Pues bien, cuando llegamos a la casa de Pixinguinha, en el suburbio de Río de Janeiro, mientras Muniz hacía la entrevista, yo caminaba por el jardín rompiéndome la cabeza mientras pensaba cómo haría el retrato. Era un lugar sin muchos atractivos, simple y cimentado, pero con un gran árbol de mango al fondo. Cuando la entrevista terminó, llegué y le pregunté a Pixinguinha –que, por cierto, estaba en piyama–, si podía poner su mecedora debajo del árbol.
Era un anciano, y también una celebridad de la música brasileña, pero al mismo tiempo un hombre muy simpático. Inmediatamente, se apuntó. En el patio, hice un giro de 360 grados y hice clic, en 36 imágenes de él en varios ángulos. Vale decir que, en aquel momento, a pesar de toda la importancia de esas personalidades para la cultura brasileña, no eran vistas con el debido respeto que merecían. Diría, incluso, que eran tratadas con desprecio, como si fueran parte de una cultura menor, tal vez porque eran en su mayoría pobres y negras.
C&AL: En su opinión, ¿qué es lo fundamental para hacer un buen retrato?

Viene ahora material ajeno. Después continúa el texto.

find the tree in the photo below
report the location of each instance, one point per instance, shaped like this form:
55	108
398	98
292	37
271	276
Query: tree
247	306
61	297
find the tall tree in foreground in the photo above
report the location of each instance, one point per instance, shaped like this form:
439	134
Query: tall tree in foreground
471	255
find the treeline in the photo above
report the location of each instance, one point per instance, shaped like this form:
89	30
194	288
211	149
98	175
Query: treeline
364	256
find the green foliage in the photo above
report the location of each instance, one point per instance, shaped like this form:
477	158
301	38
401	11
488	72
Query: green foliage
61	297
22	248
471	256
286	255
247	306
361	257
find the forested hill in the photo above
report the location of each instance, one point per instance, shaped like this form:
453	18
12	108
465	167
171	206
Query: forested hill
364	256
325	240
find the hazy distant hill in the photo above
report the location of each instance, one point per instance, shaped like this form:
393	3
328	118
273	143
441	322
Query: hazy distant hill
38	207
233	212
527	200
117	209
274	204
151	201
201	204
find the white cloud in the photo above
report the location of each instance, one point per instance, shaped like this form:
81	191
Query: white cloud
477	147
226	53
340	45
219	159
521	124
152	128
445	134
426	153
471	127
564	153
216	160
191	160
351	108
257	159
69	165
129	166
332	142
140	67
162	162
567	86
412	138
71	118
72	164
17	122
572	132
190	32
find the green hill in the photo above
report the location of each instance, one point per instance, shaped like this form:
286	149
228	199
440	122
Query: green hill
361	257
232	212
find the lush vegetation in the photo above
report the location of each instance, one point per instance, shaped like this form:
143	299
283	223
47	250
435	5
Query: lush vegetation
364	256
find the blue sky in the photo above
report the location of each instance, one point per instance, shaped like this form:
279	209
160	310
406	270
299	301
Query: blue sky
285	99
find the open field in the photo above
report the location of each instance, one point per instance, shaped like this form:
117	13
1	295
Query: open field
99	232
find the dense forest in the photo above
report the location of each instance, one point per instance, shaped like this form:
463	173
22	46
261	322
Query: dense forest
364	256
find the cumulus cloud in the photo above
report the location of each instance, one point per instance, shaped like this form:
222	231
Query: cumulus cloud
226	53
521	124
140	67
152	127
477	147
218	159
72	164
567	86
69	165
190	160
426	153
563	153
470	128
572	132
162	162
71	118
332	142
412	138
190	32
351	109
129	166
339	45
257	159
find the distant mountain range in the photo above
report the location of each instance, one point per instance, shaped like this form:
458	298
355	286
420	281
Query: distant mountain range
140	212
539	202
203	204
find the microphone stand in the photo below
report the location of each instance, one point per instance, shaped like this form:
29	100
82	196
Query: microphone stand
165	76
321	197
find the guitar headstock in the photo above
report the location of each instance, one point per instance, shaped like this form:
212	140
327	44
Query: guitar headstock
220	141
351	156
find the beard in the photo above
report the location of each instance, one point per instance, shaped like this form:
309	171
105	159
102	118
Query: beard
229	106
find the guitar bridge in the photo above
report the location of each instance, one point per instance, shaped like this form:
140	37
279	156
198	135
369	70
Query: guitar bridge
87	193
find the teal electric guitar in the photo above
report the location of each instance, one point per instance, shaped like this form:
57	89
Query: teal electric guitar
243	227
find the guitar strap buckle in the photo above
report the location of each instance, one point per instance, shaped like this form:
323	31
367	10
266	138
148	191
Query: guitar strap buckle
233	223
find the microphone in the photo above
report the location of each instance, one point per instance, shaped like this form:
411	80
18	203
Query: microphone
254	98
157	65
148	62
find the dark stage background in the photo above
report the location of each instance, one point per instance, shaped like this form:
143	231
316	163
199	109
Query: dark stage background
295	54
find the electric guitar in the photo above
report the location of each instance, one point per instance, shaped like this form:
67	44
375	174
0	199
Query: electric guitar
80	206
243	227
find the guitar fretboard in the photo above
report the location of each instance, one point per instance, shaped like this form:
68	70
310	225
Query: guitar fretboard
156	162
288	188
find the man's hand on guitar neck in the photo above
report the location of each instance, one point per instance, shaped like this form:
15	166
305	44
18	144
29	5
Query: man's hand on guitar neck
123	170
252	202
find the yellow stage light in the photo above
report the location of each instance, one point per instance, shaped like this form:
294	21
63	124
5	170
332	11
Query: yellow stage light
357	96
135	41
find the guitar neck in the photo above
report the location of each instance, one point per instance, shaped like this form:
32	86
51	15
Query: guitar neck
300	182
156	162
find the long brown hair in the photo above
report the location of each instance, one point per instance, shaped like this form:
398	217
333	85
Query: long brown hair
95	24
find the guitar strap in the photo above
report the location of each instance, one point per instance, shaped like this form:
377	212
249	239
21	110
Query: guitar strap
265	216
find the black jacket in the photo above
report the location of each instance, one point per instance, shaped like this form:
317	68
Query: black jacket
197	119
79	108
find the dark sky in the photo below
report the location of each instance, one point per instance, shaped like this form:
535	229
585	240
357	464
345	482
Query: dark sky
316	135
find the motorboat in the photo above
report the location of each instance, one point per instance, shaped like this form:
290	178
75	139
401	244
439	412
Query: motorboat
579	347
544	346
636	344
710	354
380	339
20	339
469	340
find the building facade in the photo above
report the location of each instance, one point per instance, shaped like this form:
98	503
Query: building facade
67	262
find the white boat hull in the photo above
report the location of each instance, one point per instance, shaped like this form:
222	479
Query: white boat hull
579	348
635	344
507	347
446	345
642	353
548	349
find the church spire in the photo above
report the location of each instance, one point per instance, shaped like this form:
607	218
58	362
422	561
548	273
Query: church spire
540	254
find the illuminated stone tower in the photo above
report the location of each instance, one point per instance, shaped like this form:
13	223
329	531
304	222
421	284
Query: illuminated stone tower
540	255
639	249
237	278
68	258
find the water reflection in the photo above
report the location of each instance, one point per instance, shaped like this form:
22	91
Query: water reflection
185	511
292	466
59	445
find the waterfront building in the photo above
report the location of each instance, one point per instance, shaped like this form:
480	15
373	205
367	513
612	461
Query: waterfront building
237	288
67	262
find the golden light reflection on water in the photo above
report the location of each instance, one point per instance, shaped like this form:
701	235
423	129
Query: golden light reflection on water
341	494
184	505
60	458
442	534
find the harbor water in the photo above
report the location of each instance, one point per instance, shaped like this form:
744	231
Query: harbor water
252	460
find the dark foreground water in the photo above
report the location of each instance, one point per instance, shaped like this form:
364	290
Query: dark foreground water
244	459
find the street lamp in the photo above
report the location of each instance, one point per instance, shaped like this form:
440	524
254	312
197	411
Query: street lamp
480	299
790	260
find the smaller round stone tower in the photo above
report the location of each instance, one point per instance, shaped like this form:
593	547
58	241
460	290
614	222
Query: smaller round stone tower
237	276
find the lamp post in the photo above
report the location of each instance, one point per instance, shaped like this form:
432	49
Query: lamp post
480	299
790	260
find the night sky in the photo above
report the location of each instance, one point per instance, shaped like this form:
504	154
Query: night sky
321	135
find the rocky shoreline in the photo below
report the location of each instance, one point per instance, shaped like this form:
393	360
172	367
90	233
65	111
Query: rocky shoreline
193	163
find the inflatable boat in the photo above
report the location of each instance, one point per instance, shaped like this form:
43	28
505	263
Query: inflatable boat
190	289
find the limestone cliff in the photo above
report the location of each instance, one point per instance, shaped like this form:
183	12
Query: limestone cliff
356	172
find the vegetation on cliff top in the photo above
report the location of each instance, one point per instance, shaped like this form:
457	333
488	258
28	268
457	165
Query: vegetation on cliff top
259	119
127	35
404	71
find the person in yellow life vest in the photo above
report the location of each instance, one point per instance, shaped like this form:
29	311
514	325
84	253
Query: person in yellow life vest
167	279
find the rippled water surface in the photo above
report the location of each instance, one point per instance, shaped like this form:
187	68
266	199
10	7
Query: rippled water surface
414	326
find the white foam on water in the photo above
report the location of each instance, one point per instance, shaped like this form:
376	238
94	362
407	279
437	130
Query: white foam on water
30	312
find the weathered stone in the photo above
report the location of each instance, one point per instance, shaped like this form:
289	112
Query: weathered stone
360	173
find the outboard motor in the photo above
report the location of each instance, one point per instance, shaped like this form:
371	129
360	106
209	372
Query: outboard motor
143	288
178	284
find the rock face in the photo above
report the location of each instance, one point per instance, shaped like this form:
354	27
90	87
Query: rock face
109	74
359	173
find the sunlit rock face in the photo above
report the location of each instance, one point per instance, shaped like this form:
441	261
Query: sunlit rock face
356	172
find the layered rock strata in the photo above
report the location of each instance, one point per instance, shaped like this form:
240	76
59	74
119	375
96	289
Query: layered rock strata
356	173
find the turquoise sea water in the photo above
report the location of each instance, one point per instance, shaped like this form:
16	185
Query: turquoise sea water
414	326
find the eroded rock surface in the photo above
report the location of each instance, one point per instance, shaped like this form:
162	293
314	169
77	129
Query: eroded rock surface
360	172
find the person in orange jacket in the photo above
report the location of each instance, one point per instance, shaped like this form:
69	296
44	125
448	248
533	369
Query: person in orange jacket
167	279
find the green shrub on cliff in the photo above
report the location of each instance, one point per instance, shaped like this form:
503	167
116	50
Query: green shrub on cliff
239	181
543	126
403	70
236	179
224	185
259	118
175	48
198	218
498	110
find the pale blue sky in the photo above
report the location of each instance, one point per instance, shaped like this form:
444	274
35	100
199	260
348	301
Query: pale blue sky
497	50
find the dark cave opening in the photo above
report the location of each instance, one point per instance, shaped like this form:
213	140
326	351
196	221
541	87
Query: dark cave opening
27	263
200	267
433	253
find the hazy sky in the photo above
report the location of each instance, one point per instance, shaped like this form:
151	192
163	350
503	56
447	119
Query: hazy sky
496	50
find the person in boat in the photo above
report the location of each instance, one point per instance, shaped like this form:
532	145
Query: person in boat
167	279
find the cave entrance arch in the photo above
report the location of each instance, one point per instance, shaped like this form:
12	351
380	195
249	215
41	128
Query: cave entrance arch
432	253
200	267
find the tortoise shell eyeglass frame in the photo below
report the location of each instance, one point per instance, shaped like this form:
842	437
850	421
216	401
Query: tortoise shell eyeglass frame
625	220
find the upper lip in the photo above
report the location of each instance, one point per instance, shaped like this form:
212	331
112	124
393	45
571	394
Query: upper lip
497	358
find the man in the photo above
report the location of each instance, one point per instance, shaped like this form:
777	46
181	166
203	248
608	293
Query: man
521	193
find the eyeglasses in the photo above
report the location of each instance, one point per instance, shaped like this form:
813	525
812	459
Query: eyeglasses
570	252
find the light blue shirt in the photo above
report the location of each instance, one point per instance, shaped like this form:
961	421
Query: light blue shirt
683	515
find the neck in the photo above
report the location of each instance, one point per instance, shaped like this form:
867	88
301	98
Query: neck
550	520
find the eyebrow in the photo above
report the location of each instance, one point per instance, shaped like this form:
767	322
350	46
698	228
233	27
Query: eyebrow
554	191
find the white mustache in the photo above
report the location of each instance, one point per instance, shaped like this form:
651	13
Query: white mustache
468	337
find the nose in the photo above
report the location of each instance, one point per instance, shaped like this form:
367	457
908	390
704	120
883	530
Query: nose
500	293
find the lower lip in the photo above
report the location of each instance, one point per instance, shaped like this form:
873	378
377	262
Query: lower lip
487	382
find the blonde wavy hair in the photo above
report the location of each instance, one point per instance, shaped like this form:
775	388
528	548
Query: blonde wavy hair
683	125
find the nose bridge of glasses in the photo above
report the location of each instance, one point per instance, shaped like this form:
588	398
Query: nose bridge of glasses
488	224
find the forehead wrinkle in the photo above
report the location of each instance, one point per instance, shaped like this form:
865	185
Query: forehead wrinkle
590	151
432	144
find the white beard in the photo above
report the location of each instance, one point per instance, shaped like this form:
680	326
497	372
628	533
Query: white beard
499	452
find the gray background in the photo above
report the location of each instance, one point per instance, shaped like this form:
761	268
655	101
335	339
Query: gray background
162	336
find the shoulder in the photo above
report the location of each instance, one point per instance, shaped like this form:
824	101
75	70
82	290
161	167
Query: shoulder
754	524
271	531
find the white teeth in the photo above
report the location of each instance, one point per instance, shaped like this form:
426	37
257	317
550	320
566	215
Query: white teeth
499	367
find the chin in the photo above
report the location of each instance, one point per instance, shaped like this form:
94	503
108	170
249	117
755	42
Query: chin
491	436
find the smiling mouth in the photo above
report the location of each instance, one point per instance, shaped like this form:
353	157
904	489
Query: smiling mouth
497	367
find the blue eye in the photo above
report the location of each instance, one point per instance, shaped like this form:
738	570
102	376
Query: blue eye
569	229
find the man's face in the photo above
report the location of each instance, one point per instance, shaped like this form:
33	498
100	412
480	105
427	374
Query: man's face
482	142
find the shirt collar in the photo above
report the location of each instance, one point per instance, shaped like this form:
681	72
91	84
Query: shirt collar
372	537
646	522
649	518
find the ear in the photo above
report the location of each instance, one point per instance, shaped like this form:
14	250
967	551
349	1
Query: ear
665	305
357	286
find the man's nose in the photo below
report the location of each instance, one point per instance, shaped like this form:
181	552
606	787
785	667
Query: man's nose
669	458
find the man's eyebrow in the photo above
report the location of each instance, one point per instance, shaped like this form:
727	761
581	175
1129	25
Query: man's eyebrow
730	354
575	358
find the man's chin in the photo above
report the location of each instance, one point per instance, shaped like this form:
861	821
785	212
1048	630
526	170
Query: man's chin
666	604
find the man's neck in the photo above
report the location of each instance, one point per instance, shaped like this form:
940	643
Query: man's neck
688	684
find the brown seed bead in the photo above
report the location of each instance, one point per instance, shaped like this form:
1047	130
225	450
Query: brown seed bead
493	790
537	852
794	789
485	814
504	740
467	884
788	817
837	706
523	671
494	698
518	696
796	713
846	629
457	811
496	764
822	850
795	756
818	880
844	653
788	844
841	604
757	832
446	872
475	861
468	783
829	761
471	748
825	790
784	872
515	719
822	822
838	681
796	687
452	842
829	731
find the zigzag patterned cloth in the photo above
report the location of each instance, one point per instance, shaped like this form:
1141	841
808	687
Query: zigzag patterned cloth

WF: Por encima de todo, hay que tener empatía con el retratado y una buena dosis de sensibilidad. Siempre digo que cada fotógrafo tiene tres vestidos: el del «ladrón», el del «ingeniero» y el del «invisible». Al ladrón no le importa el enfoque o la estética. Todo vale, porque lo importante es robar escenas del modo que sea posible. El ingeniero dirige sus escenas con regla y compás para engrandecer el cuadro. El invisible es cuando el fotógrafo, disuelto en la multitud, capta al mundo con «tres ojos», sin que nadie lo note.